Jacn - Seamless JSF and Spring (without XML)

Last changed on September 17, 2006 by Bing Ran (bran@icer.com.cn)

New in CVS HEAD

  • 2006-09-17: added field, method and bean name reflection syntax in the AbstractJacnConfigFile. See http://sourceforge.net/tracker/index.php?func=detail&aid=1559672&group_id=144308&atid=758395 for explaination. See TestMemberNameMethods.java in the CVS HEAD for the usage. Thanks, Sean.
  • 2006-07-2: added init-method and destroy-method support. Used to be a hack. Promoted to version 0.6.
  • 2005-09-21: Jacn now is a full featured bean management facility for JSF!
  • 2005-09-4: added support for setting a FactoryBean instance itself on a property.
  • 2005-08-21: added autoWireByName() and autoWireByType() marker funtions in the config file support.
  • 2005-08-20: finally an Ant script to build Jacn. The Jacn built this way has ASM2.0 embedded, which means you don't need to be concerned with ASM version issues anymore.
  • 2005-08-20: Added support for Maps and lazyInit() beans.
  • 2005-08-10: added support for quick enablement of transactions on objects.

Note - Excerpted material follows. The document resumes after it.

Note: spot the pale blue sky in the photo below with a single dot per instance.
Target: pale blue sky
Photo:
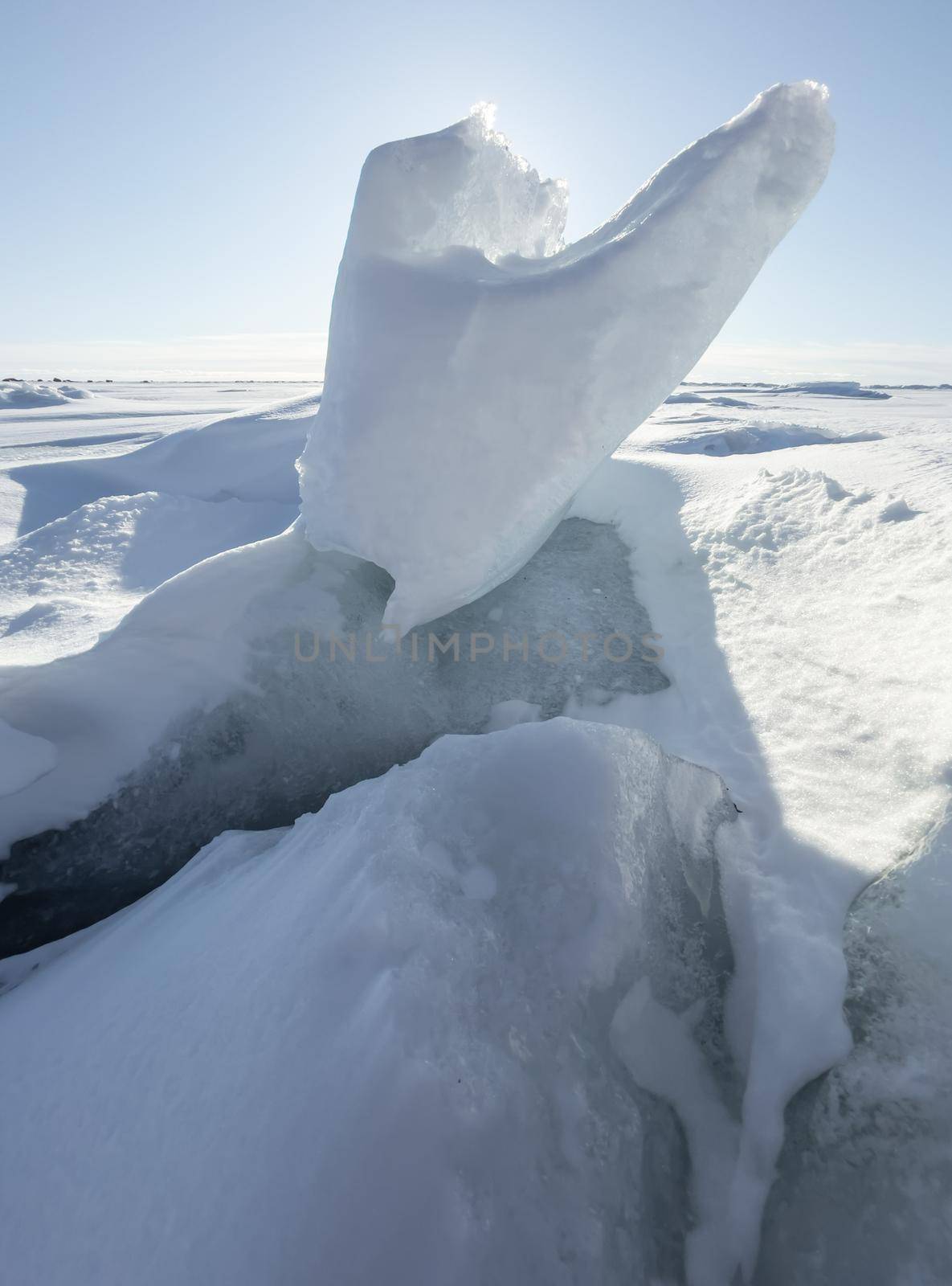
(186, 169)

Use TransactionProxyFactoryBean behind the scene. Use the enableTx method declared in the base config class to do the trick.
  • Sample usage:

    UserManager userManager;
    // ....
    userManager.setUserDAO(userDAO);
    Properties pu = new Properties();
    pu.put("save*", "PROPAGATION_REQUIRED,-UserExistsException");
    pu.put("*", "PROPAGATION_REQUIRED,readOnly");
    enableTx(userManager, transactionManager, pu, 
        new Class[] {UserDaoInterface}, new Object[]{preInterceptor}, null);
    	

    As you can see, you don't need to expose the underware - TransactionProxyFactoryBean. A simple function call will make a bean transaction-aware. An overloaded version of the method allows you to specify the pre-interceptors and the post-interceptors. See also TestEnableTx.java in the test package.

  • 2005-08-10: added a convenient method to convert a jacn config file to XML, which gives developers a quick idea what DOM object will be created based on a Jacn descriptor. It can also be used to create XML files for deployment in prodcution.
  • String xml = ConvertUtil.jacn2Xml(Jacn_QuickTx.class);
    	
  • 2005-08-09: added support for calling arbitrary methods on beans, mapped to using MethodInvokingFactoryBean.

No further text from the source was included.